Automated Remediation & Fixes

This is the key differentiator: DeepRails doesn't just flag issues, it fixes them. Through its Defend API, the platform can automatically trigger remediation workflows like "FixIt" or "ReGen" to correct hallucinated content in real-time before the response is delivered to the customer, ensuring only verified outputs reach end-users.

Expansive Guardrail Metrics Library

Teams can choose from a broad library of pre-built evaluation metrics or create custom ones. Categories include Quality (Correctness, Completeness), Safety (PII, hate speech), and Advanced (Agentic Performance). Each metric is tuned for specific domains like legal, finance, or healthcare, providing tailored oversight.

Production-Ready Analytics & Audit

Every AI interaction processed through DeepRails is logged in real-time to a comprehensive console. This provides full audit trails, detailed performance metrics, and visualizations of improvement chains. Engineers can drill into any run to understand exactly how an output was scored and corrected, ensuring complete transparency.

Use Cases of DeepRails

Ensure AI-generated legal advice, contract summaries, or case citations are factually accurate and grounded in real statutes. DeepRails verifies legal references and prevents the hallucination of non-existent cases, which is critical for maintaining compliance and professional integrity in high-stakes environments.

Financial Services & Advisory

Deploy AI for financial analysis, report generation, or customer advice with confidence. The platform validates numerical data, investment recommendations, and regulatory information against provided context, preventing costly errors and misinformation in a tightly regulated industry.

Healthcare Information Systems

Safeguard patient-facing AI chatbots and diagnostic support tools. DeepRails checks medical information, drug interaction lists, and treatment advice for factual correctness and completeness, mitigating the risk of harmful hallucinations that could impact patient safety.

RAG (Retrieval-Augmented Generation) Systems

Enhance the reliability of RAG pipelines by enforcing strict context adherence. DeepRails ensures that every factual claim in an AI's answer is directly supported by the retrieved source documents, preventing the model from "going off-script" and inventing unsupported information.

Frequently Asked Questions

How does DeepRails fix a hallucination?

DeepRails offers automated remediation workflows. When its Defend API detects a hallucination that crosses a set threshold, it can trigger actions like "FixIt," which attempts to correct the specific inaccurate claim, or "ReGen," which instructs the LLM to regenerate the entire response. This happens in real-time within the API call flow.

Is DeepRails model-agnostic?

Yes. DeepRails is designed to work seamlessly with any major LLM provider (like OpenAI, Anthropic, etc.). You can integrate it into your existing pipeline regardless of the underlying model, allowing you to maintain consistency in guardrails and evaluation even if you switch or use multiple models.

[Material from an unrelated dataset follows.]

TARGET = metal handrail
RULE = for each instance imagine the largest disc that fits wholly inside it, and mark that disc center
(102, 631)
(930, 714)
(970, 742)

What makes your detection more accurate than others?

DeepRails's metrics are specifically engineered for high precision in detecting nuanced hallucinations. Benchmarks provided show significant accuracy advantages over services like AWS Bedrock (e.g., 45% more accurate for Correctness). This is achieved through specialized evaluation models and fine-tuned scoring mechanisms.

Can I create custom evaluation metrics?

Absolutely. While DeepRails offers an expansive library of pre-built guardrails, you can also define custom metrics tailored to your specific business objectives, domain knowledge, and unique quality thresholds. This ensures the platform evaluates outputs based on what matters most to your application.